Marian Drew was born in Australia in 1960 and studied visual art at Canberra School of Art from 1980-1984. Then, from 1984-1985 undertook post graduate studies in Experimental Photography at Kassel University, Germany. Since 1986 she has been Senior Lecturer, Photography Art Practice, at the Queensland College of Art, Griffith University. From 1983 to 2011, Marian Drew has held thirty solo exhibitions in Australia, the United States, France, and Germany. She also participated in group exhibitions in China, Germany, the United States and held over forty curatorial shows. Drew’s work is housed in major public collections such as: National Gallery of Australia, Queensland Gallery of Art, South Australian Art Gallery, and numerous other collections in Australia. The first monograph “Marian Drew Photographs and Video Works”, was published by the Queensland Centre for Photography, in 2006.

Marian Drew Book:
Marian Drew - Photographs + Video works

Artist Statement

“By imitating the historic painted forms of the Still Life genre I aim to lull the viewer into a familiar story, but paint is replaced with photographic verisimilitude and familiar animals with Australian species. The cycles of domestic bliss and bodily provision raise questions about life and death. Through sacrificial ritual, we acknowledge and develop gratitude for our own existence and for our connectedness. Here the self is found in the form of the other, and our conceptual frameworks are laid out for all to see. The sense of who we are, as explored in this work is defined through shared culture.”

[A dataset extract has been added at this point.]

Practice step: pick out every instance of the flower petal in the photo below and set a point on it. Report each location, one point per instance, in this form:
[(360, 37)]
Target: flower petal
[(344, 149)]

“Landscape photographs graph the human light trajectories in the landscape over time. Drawing and photography meet plein air, a sketch of the hand with camera obscura, working to explore landscape as an exchange between projected ideas and the document. Using two identical medium format film cameras I photograph a landscape by moving the cameras on an axis following the horizon of the landscape. This very slow motion pan, films the action or event over several still frames and allows enough time to abandon the camera, enter the landscape and immerse myself, literally, during exposure. When one is in the landscape acting in this way one cannot see the landscape as a panorama in the distance. The image is then formed as part of an exchange that occurs within the landscape and within the camera.”

“Body works explore the body as a dynamic form. The figures rotate for about ten seconds in a sunlit room that is draped with black cloth. Their form is dissolved over the long exposure time. The black cloth references early quasi-scientific efforts to dislocate subject from environment to enhance objective study. Works by scientist photographers such as Etienne Marey and Edward Muybridge, or sociologist photographer Richard Avedon utilized the backdrop to severe the representation of the body from the landscape. Here the relativity of dynamism is being measured, rocks or flesh, dissolve according to their movement and time scale.”